I am leaving a senior position in a company that carried out many projects - should I delete my work emails? Or should I leave them there for the incoming person. There would not be anything personal in these emails, but still I feel it is very voyeuristic to leave them there.....

Any ideas?

Many thanks.

Killter
 
As they are part of your work for that company, then surely you should leave them as they may be needed? Imo whatver is contained within has been work paid for by the company.
 
Personally I would delete them.

I agree there is something a bit creepy about other people reading your e-mails (without your direct permission).
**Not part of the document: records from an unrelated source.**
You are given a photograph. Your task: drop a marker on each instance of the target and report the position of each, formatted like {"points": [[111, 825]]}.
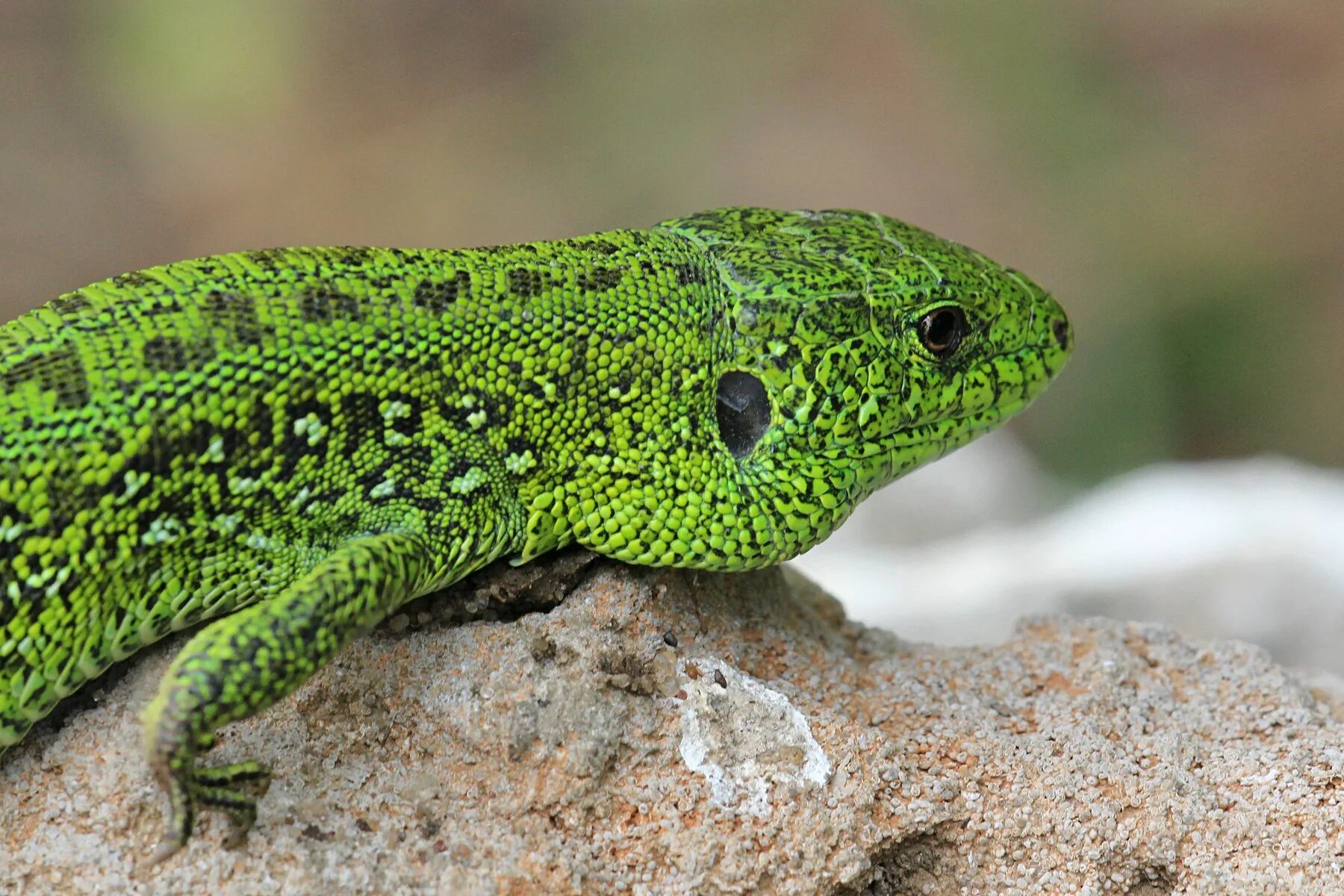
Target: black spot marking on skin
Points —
{"points": [[172, 355], [600, 279], [363, 421], [60, 373], [440, 296], [164, 305], [324, 305], [69, 304], [517, 445], [237, 314], [524, 282], [131, 280], [688, 274]]}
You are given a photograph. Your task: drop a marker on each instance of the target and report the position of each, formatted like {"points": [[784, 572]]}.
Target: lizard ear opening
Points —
{"points": [[744, 411]]}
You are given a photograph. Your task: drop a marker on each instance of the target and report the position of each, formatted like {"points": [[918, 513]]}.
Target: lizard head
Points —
{"points": [[851, 348]]}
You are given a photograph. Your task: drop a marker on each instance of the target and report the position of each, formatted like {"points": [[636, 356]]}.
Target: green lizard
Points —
{"points": [[295, 442]]}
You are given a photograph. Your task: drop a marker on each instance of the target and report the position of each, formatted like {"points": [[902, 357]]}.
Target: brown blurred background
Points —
{"points": [[1174, 171]]}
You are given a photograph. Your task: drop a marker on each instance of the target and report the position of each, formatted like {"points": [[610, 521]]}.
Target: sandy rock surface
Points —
{"points": [[678, 732]]}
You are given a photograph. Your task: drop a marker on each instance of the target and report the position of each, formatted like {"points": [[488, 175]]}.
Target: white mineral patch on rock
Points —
{"points": [[745, 738]]}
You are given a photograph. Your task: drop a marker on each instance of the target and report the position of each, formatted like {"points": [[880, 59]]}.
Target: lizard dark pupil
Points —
{"points": [[744, 411], [942, 329]]}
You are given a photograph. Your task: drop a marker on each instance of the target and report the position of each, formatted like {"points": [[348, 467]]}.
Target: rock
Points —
{"points": [[776, 748]]}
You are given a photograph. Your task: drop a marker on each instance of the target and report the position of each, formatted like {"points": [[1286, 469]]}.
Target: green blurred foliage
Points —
{"points": [[1169, 169]]}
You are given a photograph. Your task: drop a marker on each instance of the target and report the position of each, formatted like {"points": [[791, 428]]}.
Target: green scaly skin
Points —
{"points": [[296, 442]]}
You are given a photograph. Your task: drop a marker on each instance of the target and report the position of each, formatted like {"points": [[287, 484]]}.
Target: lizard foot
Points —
{"points": [[215, 788]]}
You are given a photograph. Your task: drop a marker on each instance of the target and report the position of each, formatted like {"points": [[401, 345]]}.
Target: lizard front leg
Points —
{"points": [[246, 662]]}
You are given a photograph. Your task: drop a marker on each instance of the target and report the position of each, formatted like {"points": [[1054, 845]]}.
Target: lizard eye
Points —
{"points": [[744, 411], [942, 329]]}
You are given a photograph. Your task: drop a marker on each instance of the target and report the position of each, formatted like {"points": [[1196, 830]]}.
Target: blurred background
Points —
{"points": [[1171, 171]]}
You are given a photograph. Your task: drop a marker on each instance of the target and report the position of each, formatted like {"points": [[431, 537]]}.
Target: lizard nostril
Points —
{"points": [[1061, 329]]}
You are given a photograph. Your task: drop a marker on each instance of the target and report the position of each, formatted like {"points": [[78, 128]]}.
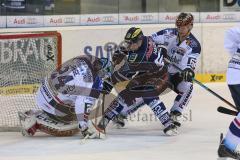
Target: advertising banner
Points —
{"points": [[97, 19], [138, 18], [229, 5], [24, 21], [3, 22], [170, 17], [62, 20], [217, 17]]}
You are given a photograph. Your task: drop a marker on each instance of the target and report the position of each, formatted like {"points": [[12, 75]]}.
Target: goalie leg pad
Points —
{"points": [[28, 123], [56, 128]]}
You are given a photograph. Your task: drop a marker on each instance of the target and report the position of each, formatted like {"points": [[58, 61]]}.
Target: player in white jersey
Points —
{"points": [[230, 145], [66, 97], [183, 51]]}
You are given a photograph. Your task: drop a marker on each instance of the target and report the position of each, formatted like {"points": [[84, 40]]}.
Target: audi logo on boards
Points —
{"points": [[108, 19], [69, 20], [31, 21], [147, 17], [229, 17]]}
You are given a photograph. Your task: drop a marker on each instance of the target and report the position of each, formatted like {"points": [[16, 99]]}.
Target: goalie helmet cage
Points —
{"points": [[25, 59]]}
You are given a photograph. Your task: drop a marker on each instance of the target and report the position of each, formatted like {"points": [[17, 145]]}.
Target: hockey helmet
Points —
{"points": [[133, 35], [106, 69], [184, 19]]}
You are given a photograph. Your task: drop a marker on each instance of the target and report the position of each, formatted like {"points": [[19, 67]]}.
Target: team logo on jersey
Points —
{"points": [[150, 48], [132, 57], [192, 62], [178, 50]]}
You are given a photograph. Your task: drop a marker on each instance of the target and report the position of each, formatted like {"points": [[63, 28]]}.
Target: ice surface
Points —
{"points": [[141, 139]]}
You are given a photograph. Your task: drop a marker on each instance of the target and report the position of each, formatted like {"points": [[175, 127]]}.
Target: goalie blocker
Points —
{"points": [[66, 98]]}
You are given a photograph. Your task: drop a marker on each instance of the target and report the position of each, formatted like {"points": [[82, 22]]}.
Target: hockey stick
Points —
{"points": [[205, 87], [103, 108], [225, 110]]}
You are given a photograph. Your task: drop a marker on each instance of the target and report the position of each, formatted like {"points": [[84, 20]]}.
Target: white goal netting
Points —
{"points": [[25, 58]]}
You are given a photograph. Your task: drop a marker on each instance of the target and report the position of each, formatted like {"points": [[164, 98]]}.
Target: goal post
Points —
{"points": [[25, 59]]}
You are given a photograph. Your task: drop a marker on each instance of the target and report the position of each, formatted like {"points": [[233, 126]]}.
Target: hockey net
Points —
{"points": [[25, 59]]}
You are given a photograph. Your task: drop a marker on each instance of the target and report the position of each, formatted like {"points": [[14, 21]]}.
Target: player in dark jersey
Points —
{"points": [[144, 67]]}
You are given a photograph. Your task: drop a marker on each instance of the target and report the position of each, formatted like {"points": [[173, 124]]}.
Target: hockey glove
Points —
{"points": [[188, 75], [107, 87], [118, 56], [159, 61], [91, 132]]}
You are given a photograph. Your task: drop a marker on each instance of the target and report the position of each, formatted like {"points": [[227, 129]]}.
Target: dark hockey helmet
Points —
{"points": [[106, 69], [133, 35], [184, 19]]}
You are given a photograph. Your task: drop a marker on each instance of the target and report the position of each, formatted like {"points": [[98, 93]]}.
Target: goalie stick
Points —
{"points": [[225, 110]]}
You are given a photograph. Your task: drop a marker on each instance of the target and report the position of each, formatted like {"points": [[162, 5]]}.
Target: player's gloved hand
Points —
{"points": [[188, 74], [118, 56], [236, 55], [159, 61], [91, 131], [107, 87]]}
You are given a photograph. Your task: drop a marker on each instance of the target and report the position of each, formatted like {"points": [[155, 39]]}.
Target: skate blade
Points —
{"points": [[22, 117]]}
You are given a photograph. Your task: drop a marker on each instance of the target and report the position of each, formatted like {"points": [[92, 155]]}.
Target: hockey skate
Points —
{"points": [[119, 121], [171, 130], [93, 132], [28, 124], [224, 152], [176, 117]]}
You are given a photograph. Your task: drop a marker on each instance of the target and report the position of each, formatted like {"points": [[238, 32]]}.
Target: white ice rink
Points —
{"points": [[141, 139]]}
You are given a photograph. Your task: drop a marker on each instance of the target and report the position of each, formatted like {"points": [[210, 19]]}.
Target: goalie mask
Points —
{"points": [[133, 38], [184, 19]]}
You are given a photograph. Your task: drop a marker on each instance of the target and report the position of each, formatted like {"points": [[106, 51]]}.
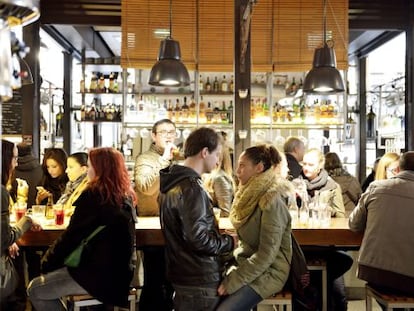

Be aware deleting them in Outlook is not necessarily the same as deleting them off the mail server. I can elaborate on this if necessary.
 
I wouldn't delete them. They're the property of the company.
 
I would ckeck your employment contract.

Most employers now put in a clause relating to electronically stored information being the property of the company and must be returned on leaving.
 
Yup - I'd concur with Cally - I believe even my notepads with years of scribbles and doodles from various meetings are company property.
 
Any time I've changed jobs, I've always left work emails in situ (I delete any personal emails including any private internal emails with e.g. personel dept etc.) and give someone the password for the email account. Dont see any issue with people reading them as they are work related.
 
cheers lads....nothing in the contract regarding property of the company etc. I think I'll compromise by deleting some folders and not others.

thanks lads.

Killter
 
Find out if the company has an archiving or retention policy. If it's not personal stuff, I wouldn't be inclined to delete it. Somebody else in the organisation already has a copy of the email, so it's not like they have state secrets in them. It's just work.
 
+1 find out the company policy.

You could archive it, password protect it and then wait and see if anyone asks you for it.

I keep my work and personally emails entirely separate.